Waddle (5-foot-10, 182 pounds) is best-suited, at least initially, as a slot receiver in the NFL. He would provide Kyle Shanahan’s offense with an element he has not enjoyed since his arrival with the 49ers in 2017.
In the first Lynch-Shanahan draft, the 49ers selected Trent Taylor in the fifth round. He showed plenty of promise in his first NFL season, catching 43 passes for 430 yards and two touchdowns.
But Taylor’s career was derailed due to back and foot injuries.
After sitting out the entire 2019 season after multiple foot injuries, Taylor was not the same player last season upon his return. He caught just 10 passes for 86 yards entering, and now he remains unsigned as a free agent.
Waddle appeared in 34 college games. He caught 106 passes for 1,999 yards and 17 touchdowns. He also averaged 19.3 yards and scored two touchdowns on 38 punt returns.
The 49ers have lacked a solid slot receiver, let alone a game-changing presence from that spot.
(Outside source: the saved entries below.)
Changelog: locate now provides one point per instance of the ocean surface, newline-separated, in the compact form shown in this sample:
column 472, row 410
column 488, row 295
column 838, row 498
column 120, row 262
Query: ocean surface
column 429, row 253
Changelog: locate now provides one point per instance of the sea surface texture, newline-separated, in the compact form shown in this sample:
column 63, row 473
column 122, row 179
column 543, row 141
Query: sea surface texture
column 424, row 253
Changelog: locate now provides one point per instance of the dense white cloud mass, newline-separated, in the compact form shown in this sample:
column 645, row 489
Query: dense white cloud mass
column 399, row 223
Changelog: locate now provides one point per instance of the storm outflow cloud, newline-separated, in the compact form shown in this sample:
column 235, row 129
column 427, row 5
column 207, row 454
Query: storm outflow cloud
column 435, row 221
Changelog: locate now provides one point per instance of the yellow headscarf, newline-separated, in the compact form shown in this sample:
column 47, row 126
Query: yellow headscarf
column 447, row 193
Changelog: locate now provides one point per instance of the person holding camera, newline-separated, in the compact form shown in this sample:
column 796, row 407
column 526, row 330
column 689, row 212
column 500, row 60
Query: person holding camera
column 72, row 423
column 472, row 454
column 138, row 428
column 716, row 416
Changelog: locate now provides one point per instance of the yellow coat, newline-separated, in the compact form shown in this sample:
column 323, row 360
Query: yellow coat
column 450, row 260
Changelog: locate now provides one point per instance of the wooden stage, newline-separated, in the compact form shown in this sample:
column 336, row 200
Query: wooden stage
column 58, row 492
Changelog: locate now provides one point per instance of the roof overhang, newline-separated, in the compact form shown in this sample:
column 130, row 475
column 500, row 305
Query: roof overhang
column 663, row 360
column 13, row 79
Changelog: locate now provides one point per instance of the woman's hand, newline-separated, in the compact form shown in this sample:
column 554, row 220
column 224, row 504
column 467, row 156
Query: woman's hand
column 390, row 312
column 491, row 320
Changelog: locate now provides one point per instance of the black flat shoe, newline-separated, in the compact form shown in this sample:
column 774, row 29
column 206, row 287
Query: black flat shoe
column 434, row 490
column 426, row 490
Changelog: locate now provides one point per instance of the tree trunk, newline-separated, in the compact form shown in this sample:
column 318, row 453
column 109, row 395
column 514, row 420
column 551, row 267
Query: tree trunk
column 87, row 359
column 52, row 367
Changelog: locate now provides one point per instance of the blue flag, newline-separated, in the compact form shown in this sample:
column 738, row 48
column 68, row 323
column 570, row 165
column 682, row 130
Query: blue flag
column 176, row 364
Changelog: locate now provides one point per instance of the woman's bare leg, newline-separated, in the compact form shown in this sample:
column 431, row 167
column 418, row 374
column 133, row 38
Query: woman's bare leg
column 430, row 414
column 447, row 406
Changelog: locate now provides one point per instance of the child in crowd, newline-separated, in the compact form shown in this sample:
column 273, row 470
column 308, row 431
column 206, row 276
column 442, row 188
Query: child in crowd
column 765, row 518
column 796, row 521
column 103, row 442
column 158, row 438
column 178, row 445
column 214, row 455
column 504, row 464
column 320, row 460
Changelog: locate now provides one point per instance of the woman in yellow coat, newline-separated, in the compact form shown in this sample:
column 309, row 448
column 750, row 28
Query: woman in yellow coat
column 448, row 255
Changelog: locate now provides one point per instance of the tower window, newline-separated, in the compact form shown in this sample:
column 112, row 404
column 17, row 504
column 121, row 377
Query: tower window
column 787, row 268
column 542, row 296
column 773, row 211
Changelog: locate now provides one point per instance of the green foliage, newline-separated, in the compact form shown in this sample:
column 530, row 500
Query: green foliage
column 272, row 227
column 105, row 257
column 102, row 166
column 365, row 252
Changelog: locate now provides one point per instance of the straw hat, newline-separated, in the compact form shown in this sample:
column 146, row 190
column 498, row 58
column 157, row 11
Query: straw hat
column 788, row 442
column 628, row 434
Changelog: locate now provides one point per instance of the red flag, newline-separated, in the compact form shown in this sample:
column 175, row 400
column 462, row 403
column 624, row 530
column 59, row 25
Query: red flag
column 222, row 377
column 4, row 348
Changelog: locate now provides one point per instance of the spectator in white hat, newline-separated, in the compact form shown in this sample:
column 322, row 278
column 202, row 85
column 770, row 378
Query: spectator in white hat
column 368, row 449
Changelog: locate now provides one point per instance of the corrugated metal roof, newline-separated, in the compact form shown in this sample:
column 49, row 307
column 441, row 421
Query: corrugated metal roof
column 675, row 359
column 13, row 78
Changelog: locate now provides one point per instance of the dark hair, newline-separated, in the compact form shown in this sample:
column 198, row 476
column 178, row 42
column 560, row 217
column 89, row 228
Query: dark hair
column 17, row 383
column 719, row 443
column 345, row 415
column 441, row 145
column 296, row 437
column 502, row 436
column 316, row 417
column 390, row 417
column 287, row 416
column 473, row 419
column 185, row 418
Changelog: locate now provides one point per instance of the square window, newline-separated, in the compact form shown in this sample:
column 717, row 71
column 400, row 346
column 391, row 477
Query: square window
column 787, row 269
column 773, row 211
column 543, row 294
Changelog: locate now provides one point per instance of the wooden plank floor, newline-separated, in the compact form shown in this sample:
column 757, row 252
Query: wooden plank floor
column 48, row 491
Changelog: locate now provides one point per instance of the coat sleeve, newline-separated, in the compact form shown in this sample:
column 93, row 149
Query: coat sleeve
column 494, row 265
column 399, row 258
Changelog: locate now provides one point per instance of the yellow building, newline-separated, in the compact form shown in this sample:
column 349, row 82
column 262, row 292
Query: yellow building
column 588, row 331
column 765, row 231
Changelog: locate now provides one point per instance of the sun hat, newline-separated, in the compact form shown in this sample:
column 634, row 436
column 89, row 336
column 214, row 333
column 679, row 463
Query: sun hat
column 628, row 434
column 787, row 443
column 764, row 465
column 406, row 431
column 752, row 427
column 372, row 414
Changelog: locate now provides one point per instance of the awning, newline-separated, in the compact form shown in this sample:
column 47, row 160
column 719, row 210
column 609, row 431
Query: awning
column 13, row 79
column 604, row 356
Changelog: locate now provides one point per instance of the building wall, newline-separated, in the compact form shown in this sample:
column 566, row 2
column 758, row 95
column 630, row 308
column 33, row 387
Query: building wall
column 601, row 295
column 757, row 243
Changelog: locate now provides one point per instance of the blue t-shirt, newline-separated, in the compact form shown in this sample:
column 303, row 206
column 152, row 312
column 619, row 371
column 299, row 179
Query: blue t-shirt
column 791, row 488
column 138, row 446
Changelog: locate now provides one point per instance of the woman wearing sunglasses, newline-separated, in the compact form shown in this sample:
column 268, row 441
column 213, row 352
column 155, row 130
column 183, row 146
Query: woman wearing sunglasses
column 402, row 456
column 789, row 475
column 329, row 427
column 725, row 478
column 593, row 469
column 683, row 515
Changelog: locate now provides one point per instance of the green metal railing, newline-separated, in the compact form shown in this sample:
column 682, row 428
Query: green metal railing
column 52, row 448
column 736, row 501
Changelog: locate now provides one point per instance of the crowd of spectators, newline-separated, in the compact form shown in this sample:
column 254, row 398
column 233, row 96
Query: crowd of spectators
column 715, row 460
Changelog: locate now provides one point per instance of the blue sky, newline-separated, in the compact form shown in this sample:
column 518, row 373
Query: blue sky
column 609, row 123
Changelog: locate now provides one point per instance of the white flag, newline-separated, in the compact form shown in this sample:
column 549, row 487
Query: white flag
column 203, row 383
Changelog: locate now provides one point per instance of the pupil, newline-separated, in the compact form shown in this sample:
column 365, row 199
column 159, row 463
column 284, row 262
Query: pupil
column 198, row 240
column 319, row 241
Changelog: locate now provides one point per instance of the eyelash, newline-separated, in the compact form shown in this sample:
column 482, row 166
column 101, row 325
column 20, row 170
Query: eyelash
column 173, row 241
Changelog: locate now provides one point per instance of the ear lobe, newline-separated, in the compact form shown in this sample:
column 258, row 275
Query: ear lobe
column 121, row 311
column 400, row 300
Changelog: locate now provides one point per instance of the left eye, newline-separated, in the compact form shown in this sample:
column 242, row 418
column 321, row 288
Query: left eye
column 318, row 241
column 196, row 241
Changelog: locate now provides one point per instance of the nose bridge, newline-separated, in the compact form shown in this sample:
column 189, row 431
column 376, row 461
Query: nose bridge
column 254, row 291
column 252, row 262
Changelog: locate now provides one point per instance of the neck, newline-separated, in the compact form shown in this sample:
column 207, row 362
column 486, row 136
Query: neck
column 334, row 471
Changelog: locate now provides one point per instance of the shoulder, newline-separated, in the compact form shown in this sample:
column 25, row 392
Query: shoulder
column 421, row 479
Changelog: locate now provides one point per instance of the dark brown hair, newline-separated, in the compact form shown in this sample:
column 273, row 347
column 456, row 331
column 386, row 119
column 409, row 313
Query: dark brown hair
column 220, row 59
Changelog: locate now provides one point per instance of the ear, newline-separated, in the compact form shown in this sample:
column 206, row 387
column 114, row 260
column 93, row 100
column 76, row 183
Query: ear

Waddle's presence would give the 49ers’ offense more versatility and an ability to switch things up on a series-to-series basis.
The 49ers would still figure to have one of the league’s best running games with fullback Kyle Juszczyk stationed in two-back formations in front of Raheem Mostert or Jeff Wilson Jr.
They can also use play-action off that personnel grouping to get the ball into the hands of tight end George Kittle, Samuel, Aiyuk or their backs.
On third downs -- or against defenses that present favorable matchups -- the 49ers could make things a lot easier on quarterback Jimmy Garoppolo to exploit mismatches.
Waddle would be a tough cover for any nickel back. He could take this offense to another level with big-play potential coming from another spot on the field.
Think about the 49ers adding Waddle to their offense, and flooding the field with him, Kittle, Samuel and Aiyuk.
Garoppolo would have four options who can run routes at any depth and take it the distance from any spot on the field.
Would Waddle be a luxury pick at No. 12 overall? Sure. But he would also make an immediate impact in taking the 49ers’ offense to higher, more-explosive levels.
The work the 49ers accomplished during the first week of free agency set themselves up to enjoy such a luxury, such as Waddle, when the draft rolls around.